Again, you'd think that audiophiles would be all over that!
I knew Robert Fulton as he lived here in town. He was the guy that founded the high end audio cable industry. Back in the late 1970s he had a high end RCA cable, and his Fulton Brown and Fulton Gold speaker cables.
If you run RCAs, the cables to make the connections are the hidden cost of any preamp. If you run balanced, and the equipment supports the balanced standard, the cables are cheap but the sound is better than the best RCAs.
So Ralph, based on your engineering knowledge, why would ARC make those
design choices? Can you hazard a guess as to what the most likely
reasons would be? My experience tells me that there must be trade-off
considerations-at this level of audio, there always are.

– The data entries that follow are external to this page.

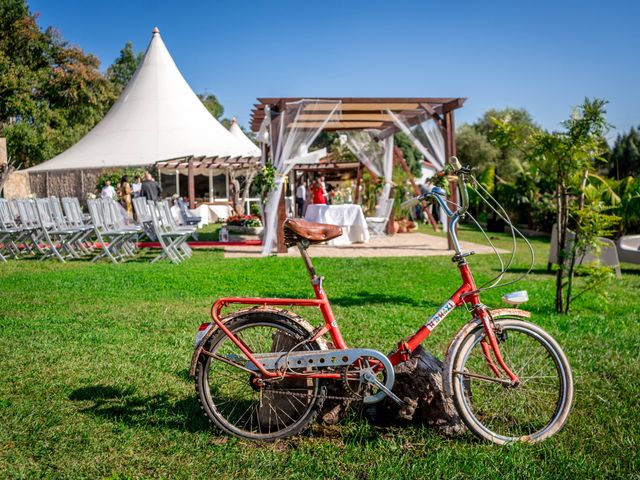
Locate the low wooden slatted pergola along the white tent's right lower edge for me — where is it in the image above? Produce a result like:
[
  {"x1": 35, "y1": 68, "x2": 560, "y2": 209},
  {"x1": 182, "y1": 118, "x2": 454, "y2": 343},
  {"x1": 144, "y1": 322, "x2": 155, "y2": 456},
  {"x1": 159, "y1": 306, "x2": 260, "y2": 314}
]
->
[{"x1": 156, "y1": 155, "x2": 260, "y2": 208}]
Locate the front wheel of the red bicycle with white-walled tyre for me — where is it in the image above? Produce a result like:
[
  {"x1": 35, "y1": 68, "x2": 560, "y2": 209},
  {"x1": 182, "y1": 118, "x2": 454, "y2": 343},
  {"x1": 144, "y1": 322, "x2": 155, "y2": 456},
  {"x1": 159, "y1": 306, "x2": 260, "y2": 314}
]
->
[{"x1": 452, "y1": 319, "x2": 573, "y2": 444}]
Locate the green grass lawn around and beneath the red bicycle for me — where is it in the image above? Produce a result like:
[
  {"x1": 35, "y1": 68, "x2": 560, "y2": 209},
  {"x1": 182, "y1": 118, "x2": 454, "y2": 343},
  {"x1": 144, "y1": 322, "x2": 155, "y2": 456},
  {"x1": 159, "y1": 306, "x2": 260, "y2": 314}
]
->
[{"x1": 0, "y1": 227, "x2": 640, "y2": 479}]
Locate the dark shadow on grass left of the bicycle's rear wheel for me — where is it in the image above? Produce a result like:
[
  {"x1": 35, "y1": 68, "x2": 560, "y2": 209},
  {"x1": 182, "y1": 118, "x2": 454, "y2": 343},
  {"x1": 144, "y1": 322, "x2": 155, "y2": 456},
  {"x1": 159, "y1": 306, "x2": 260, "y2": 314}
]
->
[{"x1": 69, "y1": 385, "x2": 215, "y2": 433}]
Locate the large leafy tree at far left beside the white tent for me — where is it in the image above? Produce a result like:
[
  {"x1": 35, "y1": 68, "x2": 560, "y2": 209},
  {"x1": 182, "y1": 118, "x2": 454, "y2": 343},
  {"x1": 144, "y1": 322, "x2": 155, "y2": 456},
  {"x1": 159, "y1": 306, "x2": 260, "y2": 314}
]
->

You are correct. There are several ways to do balanced operation with tubes. If you want to support the balanced standard though, your options become limited because of the low input impedances the standard requires you to be able to drive, and also there is that issue with ignoring ground as I stated in my first post.
In the old days of tubes, an output transformer was employed. That is how my Ampex recorders (which are single-ended internally) drive balanced lines. When transistors came along, and in particular solid state opamps, it became possible to direct-couple the output. But even with solid state, transformers are still in common use even today.
We developed a third means, which is a direct coupled balanced vacuum tube output, for which we also developed a patent. I'm pretty sure ARC didn't have any interest in infringing the patent, using output transformers or a solid state output, so they used the only means left to them, which was to not support the balanced standard. They knew they had to do something because balanced operation offers too many advantages to ignore!
As a result, you can easily hear differences in balanced cables while using their equipment. This is entirely because the balanced standards are not being observed.